On passe aux aveux ?

par The-Nalu-chan

Chapitre 25



Même sous un ciel de plomb on peut faire des rencontres chaleureuses.



Il pleut.

Le vent souffle et le ciel est gris, gris charbon, foncé, ombrageux, colérique. Des gouttelettes sont emportées furieusement au loin, emportées pour finir par s’écraser contre les rares êtres se promenant dans les rues sous une tempête, un froid pareil. Le vent souffle, crie, hurle, s’emporte, se met en colère en continuant de chanter de plus belle son chant étrange, froid. Effrayant. Il repousse les branches des arbres, les repousses et les casse, les brise dans son affolement.

La nature était en train de se battre, de combattre, de lutter. Contre quoi ?

Et moi, j’étais là, au milieu de tout, de nulle part, dans cette bagarre. Je marchais, lentement, rapidement, pressée et énervée. Anxieuse. La maison de Yukino se dessinait devant moi lorsque je décidais finalement de ralentir. Le souffle coupé, bloqué et les lèvres entrouvertes. J’étais essoufflée, j’avais froid et la morsure du vent brûlait ma peau, me brûlait et me piquait et pourtant, je me figeais. J’hésitais, regardais derrière moi et réfléchis. Voulais-je vraiment affronter Yukino ?

Voulais-je vraiment rester sans amie ?

«Tu n’as qu’à lui raconter une fausse histoire», avait dit Luke.

Au début, j’avais été contre cette idée. Je l’ai refoulée, attachée et rejetée dans le fin fond de mon esprit. Convaincue de ne plus y toucher. Et pourtant, me voilà, là, devant cette maison si gigantesque qu’on pouvait l’apercevoir depuis la mienne. Froide, belle et étrangement si solitaire dans cette pluie incessante.

Je soufflais. Respirais. Et avançais. Après tout, qu’avais-je à perdre ?

Nerveuse, les jambes flageolantes, je m’approchais lentement du garde-du-corps et souris. Confiant. Il fallait que j’aie l’air confiant, sûre de moi-même et des mensonges que je m’apprêtais à raconter. Moi qui détestais mentir, me voilà confrontée.

Le garde du corps me fixa, m’étudia et fini par me laisser passer. Fini par se détourner et par regarder ailleurs, convaincue que je n’étais pas une menace.

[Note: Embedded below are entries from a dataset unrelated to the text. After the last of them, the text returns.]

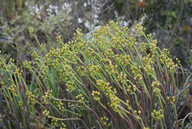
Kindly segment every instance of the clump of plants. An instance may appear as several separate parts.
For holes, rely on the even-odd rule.
[[[0,58],[3,120],[12,128],[177,128],[182,67],[138,23],[77,29],[32,60]],[[35,36],[31,32],[32,36]],[[43,54],[42,54],[43,53]],[[40,56],[45,55],[45,56]],[[30,73],[30,79],[29,79]]]

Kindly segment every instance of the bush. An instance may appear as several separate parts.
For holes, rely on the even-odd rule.
[[[35,36],[31,31],[31,36]],[[177,128],[182,67],[138,23],[57,37],[32,61],[1,57],[3,120],[12,128]],[[42,54],[43,53],[43,54]],[[45,56],[43,56],[45,54]],[[178,61],[179,64],[179,61]],[[29,76],[30,75],[30,76]],[[29,79],[30,78],[30,79]]]

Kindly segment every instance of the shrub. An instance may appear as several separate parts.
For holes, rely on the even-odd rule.
[[[179,63],[140,23],[127,29],[110,21],[90,38],[77,29],[71,42],[57,42],[50,51],[40,45],[19,65],[1,58],[7,127],[178,127]]]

Je lui tournais le dos et continuais ma démarche titubante, en serrant mon parapluie écarlate, et m’arrêtais. De nouveau. La porte, grande, blanche, intimidante se dressait devant moi, se tenait devant moi. Comme si elle m’incitait ou me mettait au défi de m’approcher. De sonner. D’essayer d’entrer, de mettre le pied dans cette maison si froide, si vide, si silencieuse. Si semblable à la mienne.

Je déglutis et m’approchais. Me penchais, m’apprêtais à sonner.

-Mademoiselle Lucy !, s’exclama le majordome en faisant des grands yeux remplis de surprise et de curiosité. Que faites-vous sous la pluie ? Entrez, venez !

-Je suis venue rendre visite à Yukino.

-Elle est en haut. Avec des amies.

Le petit ‘’oh!’’ que formèrent mes lèvres disparu rapidement dans les éclats de voix stridents qui retentirent, me faisant sursauter. Je regardais en haut du grand escalier, intriguée, tremblante, et songeant tout à coup à partir. À m’enfuir. Yukino était avec des amies. Ses amies. Ces filles détestables, snobs, qui se trémoussaient partout dans leurs talons hauts. Ces filles au sens de l’humour inexistant, qui préféraient parler de leur petit copain, de leur manucure et de leur nouveau sac plutôt que de s’intéresser à d’autres choses étaient…détestables. Je ne pouvais pas m’entendre avec elles. Je ne pourrais jamais m’entendre avec elles et j’ignorais comment Yukino arrivait à les supporter. À supporter tous les jours leurs voix trop aigües remplies de plaintes ou de critiques.

Yukino avait vraiment changé. Beaucoup. Trop. Elle…elle était devenue tout ce que je reprochais aux filles soit disant ‘’populaires’’. Tout ce que je détestais. Elle était devenue un être dont le sens de compassion n’existait plus, un être dont le sens de la vie n’existait plus. Une poupée sans réelles pensées. Sans préoccupations. Voilà ce qu’elle est devenue.

Et ça me faisait mal, ça me brisait, me coupait le cœur en deux. Parce que les souvenirs que j’avais d’elle, ces souvenirs que je ne cessais de comparer avec qui elle était à présent, ce passé que je ne cessais de regretter me faisait mal. Me remplissait d’angoisse, de tristesse et de colère. De colère envers moi-même et envers elle, cette amie aux cheveux pâles qui a trop changé.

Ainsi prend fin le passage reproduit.